Advertisement

Two New Studies and the Future of Television Advertising

The Nielsen system, which measures television viewership, is far from responsive to the technology that’s created the modern viewing era, whether it’s the rise of DVR-assisted watching (still only 17 percent of television viewing) or streaming on platforms from Hulu to HBO GO. And it’s helped perpetuate a perception that watching shows in the time slot is the most valuable kind of viewership, even if time-shifting and streaming let viewers watch shows when they can be most engaged in absorbed in them. So it’s good to see, as the New York Times reports, advertisers and networks trying to do research that dispels that perception and develops new ways of rating and monetizing programming. Among the initial results:

Both pilot tests had a similar major finding: that the growing viewership of video online and on mobile devices is not diminishing the appetite for watching television. “Consumers have a desire to build more content into their lives,” said Joan FitzGerald, vice president for television sales and business development at comScore in Reston, Va.
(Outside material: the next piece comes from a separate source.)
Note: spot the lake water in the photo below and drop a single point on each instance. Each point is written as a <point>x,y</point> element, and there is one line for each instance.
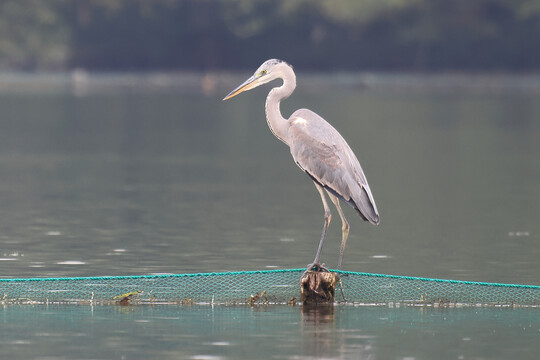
<point>122,182</point>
For instance, consumers who watch online video “were greater users of TV” than those who did not, she added. The fact that the pilot test showed “there is not a lot of cannibalization” is significant, Ms. FitzGerald said. Likewise, Carol Edwards, senior vice president for cross-platform sales and marketing at Arbitron in Columbia, Md., said: “There isn’t cannibalization. Other platforms are complementary to television.”
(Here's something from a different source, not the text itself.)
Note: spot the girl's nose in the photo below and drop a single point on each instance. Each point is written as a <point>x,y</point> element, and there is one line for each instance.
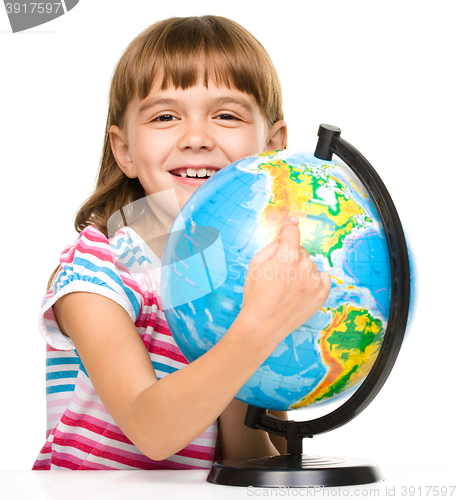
<point>196,137</point>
“TV continues to play such a dominant role,” she added, “though there is content available on other platforms.” The tests are important, Ms. Edwards said, because “all the media companies are trying to monetize their content platforms and to be fully monetized, they need to be measured.” Among the findings of the Arbitron test that may be surprising was that of all the people who viewed content on all three screens, the largest demographic group was not the youngest. Adults ages 35 to 49 led, at 36.6 percent, followed by adults ages 50 and older, at 34.8 percent, and then by adults ages 18 to 34, at 28.6 percent

Advertisement

This kind of finding is critically important, and I look forward to the kinds of innovations these kinds of technologies eventually enable. I’d love to know if it’s possible, when someone DVRs a show, for the recording to be retrieved from a cloud rather on the recorder so the ads embedded in it could be continually updated, and made freshly relevant whenever someone chooses to play it. Similarly, I’d be curious to know if Hulu’s able to get higher ad rates on impressions its algorithm suggests are more directly relevant to users. Either way, anything that makes it easier to monetize shows in accordance with how they’re actually watched in terms of both time and intensity, and that makes it easier to support lower-rated shows on networks is good news for smart television.